Earlier this month, the town of Wilton said goodbye to Tina Gardner and welcomed Annalisa Stravato as its new Republican registrar of voters.

Following a hectic election season and nearly 20 years as registrar, Gardner officially retired on Wednesday, Jan. 3 — the same day Stravato was sworn in at the state Capitol in Hartford by Secretary of the State Denise W. Merrill.

Thursday, Jan. 4, was Stravato’s first day in Wilton Town Hall’s registrars of voters office.

A mother of three and a Wilton resident of about 17 years, Stravato has served as vice chairwoman of the Connecticut Republican Party for four years and as state central representative of Connecticut’s 26th Senatorial District for a little more than two years.

Looking back, Stravato said, she’s “come a long way.”

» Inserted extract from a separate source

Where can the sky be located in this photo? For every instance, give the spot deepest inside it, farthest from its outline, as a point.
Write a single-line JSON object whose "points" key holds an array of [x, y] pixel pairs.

“I went from not being a U.S. citizen to now being intricately involved in a process that, I think, is instrumental in who we are and fundamental in everything that we do,” said Stravato, who was born in Italy and has been a U.S. citizen for about or seven years. “It’s been humbling.”

Stravato came to the United States with her parents at the age of 4 and grew up in the Bronx, N.Y. She later earned a finance degree and worked on Wall Street for 11 years.

In the late 1990s, Stravato moved to London with her husband. Following the 1998 birth of their twins, Stravato and her family returned to the States in 2000 and have since called Wilton home.

“When I first came to Wilton, I just really fell in love with the town. I honestly feel like it’s been my home,” she said. “I’m done moving.”

Registrar role

So far, Stravato said, working in the registrars of voters office has been “really nice.”

Not only has she met a lot of new people, said Stravato, but she is also getting to know the election process “from the bottom up.”

In a sense, Stravato said, the registrars of voters are “the first line of defense” in the election process.

“This is where it all starts, and I think registrars are a little underappreciated,” she said.

“We kind of do more of the maintaining and the filing, but it’s crucial to running a very successful election.”

It’s “very important” that people have trust in the individuals “who are pretty much controlling the voting system in their towns,” said Stravato, whose goal as registrar is to provide Wilton voters and their elected officials “a sense of what’s going on” and “assist people with any kind of issues or questions that they may have about the process.”

Although she’s had experience working the polls during elections, Stravato said, there was still much for her to learn before taking office.

Prior to Election Day, for example, she worked as assistant registrar — helping out with clerical work, while also “learning the systems,” said Stravato, “which was very helpful.”

Gardner was “very, very instrumental” in making sure that her transition into the position was a seamless one, said Stravato. “She did a great job.”